Berkeley 1900
Richard Schwartz, 2000

Before the Free Speech Movement, before the cyclotron, Berkeley was a sleepy western village making the transition to bustling turn-o'-the-century college town. This book is a compilation of articles from the Berkeley Gazette, mostly from 1900 and 1905. Here is a sample, from an article titled MRS. COW COMMITS SUICIDE: "Perhaps because she feared to undergo the dreaded tuberculin test or perhaps because her bovine lover no longer smiled at her, a cow of this city committed suicide a few days ago, by eating a can of green paint. [...] The distinguished quadruped, which will without doubt be given its proper place among the wonderful things produced by Berkeley, was owned by Mrs. Rose Stricker of 1509 Carlton street. The cow died under strange circumstances. If it had been the death of a man or woman, instead of a cow, bright journalism might have said the death was mysterious. Anyway the cow died. [...] The autopsy, like many other operations, was a great success. It revealed that the cow was dead.
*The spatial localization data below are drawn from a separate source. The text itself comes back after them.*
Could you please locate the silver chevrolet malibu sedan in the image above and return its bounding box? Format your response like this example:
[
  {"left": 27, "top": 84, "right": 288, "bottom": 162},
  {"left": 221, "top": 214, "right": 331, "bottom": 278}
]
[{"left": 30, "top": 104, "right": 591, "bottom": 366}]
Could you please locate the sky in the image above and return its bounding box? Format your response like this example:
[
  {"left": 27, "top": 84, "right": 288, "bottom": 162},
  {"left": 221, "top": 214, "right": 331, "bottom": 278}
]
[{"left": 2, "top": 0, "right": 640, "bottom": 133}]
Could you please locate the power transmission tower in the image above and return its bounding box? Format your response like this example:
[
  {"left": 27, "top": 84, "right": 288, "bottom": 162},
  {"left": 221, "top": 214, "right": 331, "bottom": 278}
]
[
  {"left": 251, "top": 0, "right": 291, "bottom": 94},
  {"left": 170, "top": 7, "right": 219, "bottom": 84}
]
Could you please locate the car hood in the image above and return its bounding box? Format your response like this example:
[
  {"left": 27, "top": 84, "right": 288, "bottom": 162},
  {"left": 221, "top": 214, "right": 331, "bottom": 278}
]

Also, that the cow had died from the effects of eating a can of green paint, minus the can." Other, less sarcastic items include stories about irate neighbors complaining about the gypsy camp at the west end of town, laudatory articles about brave girls keeping their heads and putting out fires or saving drowning men, editorials about how the Berkeley train station needs a drinking fountain, and so forth.

This is kind of a slapdash affair, with duplicated articles and some scans that are so poor as to be unreadable. Reading this book is essentially a convenient version of going to the library, getting the microfilm archives of your hometown newspaper, and randomly reading articles from 100 years ago. I actually do that sometimes, and Berkeley is basically my home town at this point (or at least 1A behind northeastern Orange County), so I found this an enjoyable book to dip into while waiting for trains and things. It's not the sort of thing you'd want to sit and read as if it were a novel. And if you don't have any sort of connection to Berkeley it's probably not going to do a lot for you. You have to be able to look at a photo of a pair of crisscrossing dirt tracks with stray dogs wandering around digging holes and say, "Whoa, that's Center and Milvia?" (Though as the Kolo Kitchen people found out, Center and Milvia has about the same level of pedestrian traffic these days. Maybe they should have sold dog biscuits.)